If you ever did struggle with the IKEA bookshelf, that is exactly why Glappy lives inside the app. Glappy is the in-app coach that breaks every step down barney style, in your own language, from "how do I plant my first tray" to "why is this tray going leggy at day five and what do I do about it tonight." Type the question, get a step-by-step answer. There is no question too basic. The whole point is that a Maitland grower starting today is not on their own.

What you are not buying

You are not buying a course. You are not buying a hype product. You are not buying seed from us, and you are not buying trays from us. We do not sell either. Grown Like A Pro is the operating system you run your Maitland farm on. The growing happens in your basement.

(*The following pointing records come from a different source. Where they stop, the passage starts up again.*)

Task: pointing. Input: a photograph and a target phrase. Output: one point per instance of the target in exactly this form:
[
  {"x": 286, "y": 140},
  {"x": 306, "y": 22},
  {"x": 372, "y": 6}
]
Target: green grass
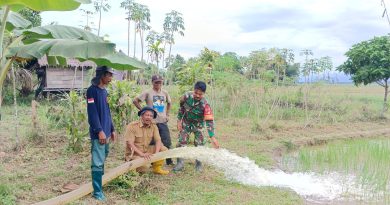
[
  {"x": 368, "y": 159},
  {"x": 249, "y": 121}
]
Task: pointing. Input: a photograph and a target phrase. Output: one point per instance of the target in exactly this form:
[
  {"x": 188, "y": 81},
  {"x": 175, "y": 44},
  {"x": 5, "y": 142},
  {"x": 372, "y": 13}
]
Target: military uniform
[
  {"x": 194, "y": 114},
  {"x": 143, "y": 137}
]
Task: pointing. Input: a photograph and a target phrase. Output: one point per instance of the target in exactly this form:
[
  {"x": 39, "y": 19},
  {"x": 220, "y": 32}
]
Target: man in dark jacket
[{"x": 101, "y": 127}]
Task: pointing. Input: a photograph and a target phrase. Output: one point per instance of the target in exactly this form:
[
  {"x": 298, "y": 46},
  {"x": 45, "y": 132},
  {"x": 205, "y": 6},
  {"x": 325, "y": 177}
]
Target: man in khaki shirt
[
  {"x": 143, "y": 140},
  {"x": 160, "y": 100}
]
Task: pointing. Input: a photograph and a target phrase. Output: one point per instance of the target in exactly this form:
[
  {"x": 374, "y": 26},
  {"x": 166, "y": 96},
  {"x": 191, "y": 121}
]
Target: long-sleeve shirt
[
  {"x": 99, "y": 114},
  {"x": 196, "y": 112}
]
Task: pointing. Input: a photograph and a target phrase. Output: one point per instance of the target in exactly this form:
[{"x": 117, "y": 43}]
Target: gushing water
[{"x": 245, "y": 171}]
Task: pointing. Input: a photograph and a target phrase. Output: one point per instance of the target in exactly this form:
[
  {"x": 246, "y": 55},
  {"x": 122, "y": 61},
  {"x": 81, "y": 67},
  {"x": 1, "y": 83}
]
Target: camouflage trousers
[{"x": 184, "y": 135}]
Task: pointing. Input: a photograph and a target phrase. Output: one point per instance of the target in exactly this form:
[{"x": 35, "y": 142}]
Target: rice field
[{"x": 367, "y": 161}]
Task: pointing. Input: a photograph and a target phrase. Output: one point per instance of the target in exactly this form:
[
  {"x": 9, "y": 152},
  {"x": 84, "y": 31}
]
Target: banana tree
[{"x": 55, "y": 41}]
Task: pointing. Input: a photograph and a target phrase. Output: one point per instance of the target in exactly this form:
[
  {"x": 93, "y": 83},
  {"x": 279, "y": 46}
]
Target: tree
[
  {"x": 207, "y": 57},
  {"x": 141, "y": 16},
  {"x": 326, "y": 65},
  {"x": 306, "y": 65},
  {"x": 155, "y": 52},
  {"x": 128, "y": 5},
  {"x": 173, "y": 23},
  {"x": 88, "y": 23},
  {"x": 99, "y": 6},
  {"x": 33, "y": 16},
  {"x": 55, "y": 41},
  {"x": 256, "y": 63},
  {"x": 369, "y": 62},
  {"x": 229, "y": 62}
]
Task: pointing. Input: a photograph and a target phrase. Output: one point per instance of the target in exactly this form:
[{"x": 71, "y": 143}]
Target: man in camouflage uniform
[{"x": 194, "y": 113}]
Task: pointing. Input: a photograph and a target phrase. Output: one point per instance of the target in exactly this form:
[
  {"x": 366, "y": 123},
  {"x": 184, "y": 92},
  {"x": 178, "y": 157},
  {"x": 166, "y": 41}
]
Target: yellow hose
[{"x": 112, "y": 174}]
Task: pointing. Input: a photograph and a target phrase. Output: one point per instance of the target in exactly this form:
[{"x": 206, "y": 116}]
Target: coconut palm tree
[
  {"x": 128, "y": 5},
  {"x": 142, "y": 27},
  {"x": 173, "y": 23},
  {"x": 141, "y": 18},
  {"x": 155, "y": 52},
  {"x": 99, "y": 6}
]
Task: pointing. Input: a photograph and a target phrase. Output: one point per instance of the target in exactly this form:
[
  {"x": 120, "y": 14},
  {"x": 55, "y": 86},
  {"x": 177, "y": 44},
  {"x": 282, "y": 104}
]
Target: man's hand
[
  {"x": 147, "y": 156},
  {"x": 215, "y": 143},
  {"x": 113, "y": 136},
  {"x": 102, "y": 137},
  {"x": 179, "y": 126}
]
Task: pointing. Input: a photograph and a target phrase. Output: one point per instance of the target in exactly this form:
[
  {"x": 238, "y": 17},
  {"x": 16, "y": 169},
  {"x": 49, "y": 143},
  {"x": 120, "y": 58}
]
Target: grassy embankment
[{"x": 252, "y": 120}]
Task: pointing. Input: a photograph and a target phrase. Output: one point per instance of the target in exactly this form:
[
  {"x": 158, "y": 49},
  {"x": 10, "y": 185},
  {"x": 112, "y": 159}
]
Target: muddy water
[{"x": 312, "y": 187}]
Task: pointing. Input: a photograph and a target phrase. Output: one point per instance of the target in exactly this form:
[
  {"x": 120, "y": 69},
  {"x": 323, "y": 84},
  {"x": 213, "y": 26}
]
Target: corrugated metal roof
[{"x": 70, "y": 61}]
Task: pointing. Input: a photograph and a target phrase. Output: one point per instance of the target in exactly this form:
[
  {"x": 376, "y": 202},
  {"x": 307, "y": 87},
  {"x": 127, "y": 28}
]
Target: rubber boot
[
  {"x": 179, "y": 166},
  {"x": 198, "y": 166},
  {"x": 169, "y": 161},
  {"x": 157, "y": 168},
  {"x": 97, "y": 185}
]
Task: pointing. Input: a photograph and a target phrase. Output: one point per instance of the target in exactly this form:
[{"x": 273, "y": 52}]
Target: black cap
[
  {"x": 103, "y": 69},
  {"x": 147, "y": 108},
  {"x": 157, "y": 78}
]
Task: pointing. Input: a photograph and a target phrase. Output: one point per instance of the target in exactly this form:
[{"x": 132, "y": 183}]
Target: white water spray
[{"x": 245, "y": 171}]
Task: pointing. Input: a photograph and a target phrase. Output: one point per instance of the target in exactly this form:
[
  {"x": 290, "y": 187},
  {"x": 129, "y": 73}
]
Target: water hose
[{"x": 85, "y": 189}]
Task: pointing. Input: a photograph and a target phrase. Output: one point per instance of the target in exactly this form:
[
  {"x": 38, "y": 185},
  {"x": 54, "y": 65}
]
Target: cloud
[{"x": 329, "y": 27}]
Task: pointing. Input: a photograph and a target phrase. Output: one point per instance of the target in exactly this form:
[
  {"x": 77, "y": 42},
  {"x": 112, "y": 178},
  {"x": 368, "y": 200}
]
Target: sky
[{"x": 328, "y": 28}]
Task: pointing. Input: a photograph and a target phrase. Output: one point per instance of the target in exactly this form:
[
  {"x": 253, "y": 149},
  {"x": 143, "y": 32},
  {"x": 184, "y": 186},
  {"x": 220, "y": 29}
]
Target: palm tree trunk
[
  {"x": 135, "y": 37},
  {"x": 128, "y": 37},
  {"x": 163, "y": 58},
  {"x": 2, "y": 30},
  {"x": 15, "y": 108},
  {"x": 384, "y": 109},
  {"x": 157, "y": 62},
  {"x": 169, "y": 54},
  {"x": 142, "y": 44},
  {"x": 170, "y": 49},
  {"x": 100, "y": 16}
]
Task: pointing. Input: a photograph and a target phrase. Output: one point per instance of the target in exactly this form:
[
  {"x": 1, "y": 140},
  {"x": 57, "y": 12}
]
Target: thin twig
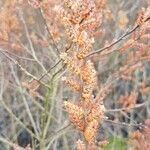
[{"x": 117, "y": 41}]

Try Grown Like A Pro free for 30 days →

Maitland microgreen FAQ

How much can I make growing microgreens in Maitland?
A working microgreen farm in Maitland produces $3,000 to $8,000 per month within 90 days of starting. The math: 100 trays per week, $20 to $30 net revenue per tray, harvested in a basement, garage, or spare room. The ceiling is set by how many restaurants and farmers market customers you can serve, not by the growing setup.
Is it legal to sell microgreens in FL?
Yes. In most of Florida, microgreens fall under the state's cottage food law for direct-to-consumer retail at farmers markets and to private customers. Restaurant wholesale typically requires a basic food handler permit. Verify with the Florida Department of Agriculture before you sign a wholesale contract.
What microgreens sell best in Maitland?
Sunflower, pea shoots, and radish are the three highest-volume sellers in nearly every U.S. city, including Maitland. Broccoli is the highest-margin variety because of its sulforaphane reputation with health-focused buyers. Specialty varieties like amaranth and shiso command premium pricing from chef-driven restaurants.
How much space do I need to grow microgreens in Maitland?
A 10 by 10 foot room with two shelving units holds 60 to 80 active trays, which is enough to produce $3,000 to $5,000 per month. A basement, garage corner, spare bedroom, or sunroom all work in Maitland's climate. Vertical shelving is the fastest path to higher revenue per square foot.
What is the best app for tracking microgreen production in Maitland?
Grown Like A Pro is the operating system used by working microgreen farms in Maitland. It handles seed density math, watering schedules, harvest timing, inventory, customer orders, and the financial side. Free 30-day trial with no credit card.
How long does it take to learn to grow microgreens commercially?
Most growers in Maitland are selling their first trays within 30 days of starting. Commercial proficiency, meaning you can run 50-plus trays per week without losing crops to mold or under-seeding, takes 60 to 90 days. The seed density and watering math is the single biggest predictor of how fast you get there.
Do I need a license to sell microgreens in Maitland?
For farmers market and direct-to-consumer sales in Maitland, most growers operate under Florida's cottage food law with no special license. For wholesale to restaurants and grocery stores, you typically need a basic food handler permit, a sales tax permit, and depending on volume, an inspection from your county health department.
How do I price microgreens to restaurants in Maitland?
Restaurant wholesale in Maitland runs $1.50 to $2.50 per ounce for standard varieties, $3 to $5 per ounce for specialty varieties like shiso, micro basil, or amaranth. Sell by the pound for repeat accounts. Local fresh commands a premium over the shipped-in product that most Maitland restaurants currently buy.

Related guides

Once you have the Maitland math in your head, the next read is the density chart that drives every tray you plant.